Baby boomers have been the primary clientele of financial advisers for years, but a practice needs new blood to continue to grow. Since Gen X and Millennials will control 47% of America’s wealth by 2030, advisors need to understand how to attract this younger group and scale their businesses accordingly.
And the wealth of the younger generations will only increase as they will inherit a “significant share of the $ 24 trillion expected to be passed on over the next decade,” according to the report. a new study by T. Rowe Price which explores the attitudes of the next generation towards financial planning – and planners. “In fact, the next generation will overtake the baby boomer legacies in just three years.”
Additionally, the companies with the strongest revenue growth had the highest percentage of customers under 55 (the oldest Gen X are 56 this year). The study found that 37% of customers of companies in the top quartile of revenue growth were in this age group. Only 12% of business customers in the bottom quartile were 55 or younger.

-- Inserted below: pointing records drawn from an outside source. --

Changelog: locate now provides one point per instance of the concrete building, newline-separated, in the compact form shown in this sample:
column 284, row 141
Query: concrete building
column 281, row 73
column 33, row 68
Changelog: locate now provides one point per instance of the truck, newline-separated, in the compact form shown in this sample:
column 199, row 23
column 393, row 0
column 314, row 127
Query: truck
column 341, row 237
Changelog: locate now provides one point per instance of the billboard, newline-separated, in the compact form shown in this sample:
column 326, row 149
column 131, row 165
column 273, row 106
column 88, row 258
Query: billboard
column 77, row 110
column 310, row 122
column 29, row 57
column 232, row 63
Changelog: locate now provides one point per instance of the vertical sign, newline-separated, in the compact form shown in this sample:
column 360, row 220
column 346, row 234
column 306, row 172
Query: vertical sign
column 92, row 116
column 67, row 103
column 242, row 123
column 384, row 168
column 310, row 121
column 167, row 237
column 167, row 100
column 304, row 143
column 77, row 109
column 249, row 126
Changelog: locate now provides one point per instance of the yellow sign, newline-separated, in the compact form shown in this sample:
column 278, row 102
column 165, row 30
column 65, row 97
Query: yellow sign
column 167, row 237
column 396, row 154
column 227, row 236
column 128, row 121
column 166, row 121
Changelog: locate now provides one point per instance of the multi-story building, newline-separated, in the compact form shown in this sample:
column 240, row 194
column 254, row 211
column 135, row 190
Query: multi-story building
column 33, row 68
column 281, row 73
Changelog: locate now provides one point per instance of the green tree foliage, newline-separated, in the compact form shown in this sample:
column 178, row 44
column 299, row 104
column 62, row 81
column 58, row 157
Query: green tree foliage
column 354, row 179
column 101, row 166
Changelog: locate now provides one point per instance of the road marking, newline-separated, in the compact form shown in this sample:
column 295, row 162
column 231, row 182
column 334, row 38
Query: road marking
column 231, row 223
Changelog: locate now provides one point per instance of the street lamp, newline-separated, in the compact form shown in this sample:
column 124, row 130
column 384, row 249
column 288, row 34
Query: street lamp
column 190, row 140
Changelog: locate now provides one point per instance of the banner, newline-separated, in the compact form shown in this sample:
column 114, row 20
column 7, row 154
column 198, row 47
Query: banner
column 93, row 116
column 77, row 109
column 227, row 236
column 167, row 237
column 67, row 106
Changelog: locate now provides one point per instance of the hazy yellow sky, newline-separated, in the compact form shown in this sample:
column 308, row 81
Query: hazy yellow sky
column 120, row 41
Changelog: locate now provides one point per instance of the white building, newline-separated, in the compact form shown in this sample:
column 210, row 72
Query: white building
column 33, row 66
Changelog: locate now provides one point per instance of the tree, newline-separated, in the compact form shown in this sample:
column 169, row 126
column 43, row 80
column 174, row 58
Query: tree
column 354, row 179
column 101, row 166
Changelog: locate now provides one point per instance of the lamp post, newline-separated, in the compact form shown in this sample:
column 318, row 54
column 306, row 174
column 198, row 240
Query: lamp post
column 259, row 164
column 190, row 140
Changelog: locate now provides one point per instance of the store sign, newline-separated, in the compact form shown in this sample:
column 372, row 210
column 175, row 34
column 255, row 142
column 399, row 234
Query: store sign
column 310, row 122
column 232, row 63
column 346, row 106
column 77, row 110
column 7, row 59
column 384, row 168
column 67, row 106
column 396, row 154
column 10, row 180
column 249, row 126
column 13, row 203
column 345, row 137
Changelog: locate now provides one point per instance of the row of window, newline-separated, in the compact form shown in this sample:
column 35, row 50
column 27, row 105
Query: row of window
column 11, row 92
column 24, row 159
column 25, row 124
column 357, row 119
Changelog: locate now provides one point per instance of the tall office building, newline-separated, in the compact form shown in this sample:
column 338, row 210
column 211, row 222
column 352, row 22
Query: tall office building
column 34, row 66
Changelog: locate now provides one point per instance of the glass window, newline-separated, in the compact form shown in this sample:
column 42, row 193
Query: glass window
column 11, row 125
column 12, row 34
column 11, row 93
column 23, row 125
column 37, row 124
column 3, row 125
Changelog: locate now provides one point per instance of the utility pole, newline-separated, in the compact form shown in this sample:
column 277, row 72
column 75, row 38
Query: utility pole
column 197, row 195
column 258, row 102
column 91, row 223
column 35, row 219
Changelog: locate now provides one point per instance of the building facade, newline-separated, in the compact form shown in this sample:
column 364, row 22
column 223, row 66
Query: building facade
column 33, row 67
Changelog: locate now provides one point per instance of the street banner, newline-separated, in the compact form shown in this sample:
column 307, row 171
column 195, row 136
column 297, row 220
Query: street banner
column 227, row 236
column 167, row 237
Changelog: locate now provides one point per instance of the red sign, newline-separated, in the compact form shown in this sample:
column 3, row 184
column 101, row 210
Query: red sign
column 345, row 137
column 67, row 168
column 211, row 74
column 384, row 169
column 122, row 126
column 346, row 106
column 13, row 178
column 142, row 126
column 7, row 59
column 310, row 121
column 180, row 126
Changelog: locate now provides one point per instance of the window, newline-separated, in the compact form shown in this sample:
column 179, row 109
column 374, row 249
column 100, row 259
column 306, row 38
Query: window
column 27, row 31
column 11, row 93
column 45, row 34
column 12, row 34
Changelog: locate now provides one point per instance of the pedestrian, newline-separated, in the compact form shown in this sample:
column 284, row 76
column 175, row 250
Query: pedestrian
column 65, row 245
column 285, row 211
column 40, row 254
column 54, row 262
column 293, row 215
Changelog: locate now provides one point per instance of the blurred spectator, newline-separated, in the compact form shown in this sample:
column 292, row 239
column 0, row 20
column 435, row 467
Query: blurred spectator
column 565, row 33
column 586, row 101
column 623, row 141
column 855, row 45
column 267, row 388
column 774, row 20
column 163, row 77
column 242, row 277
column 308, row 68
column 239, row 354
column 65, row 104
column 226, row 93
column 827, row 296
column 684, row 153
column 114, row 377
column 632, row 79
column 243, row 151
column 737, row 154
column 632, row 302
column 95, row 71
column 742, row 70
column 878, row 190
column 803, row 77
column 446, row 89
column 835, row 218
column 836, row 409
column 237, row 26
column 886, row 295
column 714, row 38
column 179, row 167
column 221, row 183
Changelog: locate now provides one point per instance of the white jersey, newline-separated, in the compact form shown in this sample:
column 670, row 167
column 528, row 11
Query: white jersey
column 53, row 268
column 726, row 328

The quantitative and qualitative study looked at the richest 10% aged 25 to 49, oversampling various demographics, with $ 100,000 to $ 1 million in investable assets, compared to those over 50 years with over $ 1 million in investable assets. The study also examines subsets of these groups.
The Pew Research Center defines Generation X as Americans born from 1965 to 1980 and Millennials as those born from 1981 to 1996.
“ An old white dude on a golf course ”
Millennials and Millennials have some take on counselors, the study found, stating that they’re usually “an old white man on a golf course” or “they’re talking to people who have a sum of money. magic money. “
Here are seven findings on younger generations and the steps advisors can take to make their business more profitable.
1. Next Wave investors don’t believe they are doing well – or that advisors want their business.
They don’t see themselves as “rich,” so they don’t believe an advisor is interested in them, the study found. In addition, they are not about “an overabundance” of retirement messages.
The youngest of these investors, those born after 1980, have what T. Rowe Price calls a “state of mind of scarcity.” They have experienced two major recessions, one war and now a global pandemic without the ‘prosperity’ of the ’80s and’ 90s as adults.
This had a big impact on their investments, the study notes: They save more, they are more conservative and risk averse than older investors and have a negative feeling about their current situation. Most don’t feel rich enough to afford an advisor.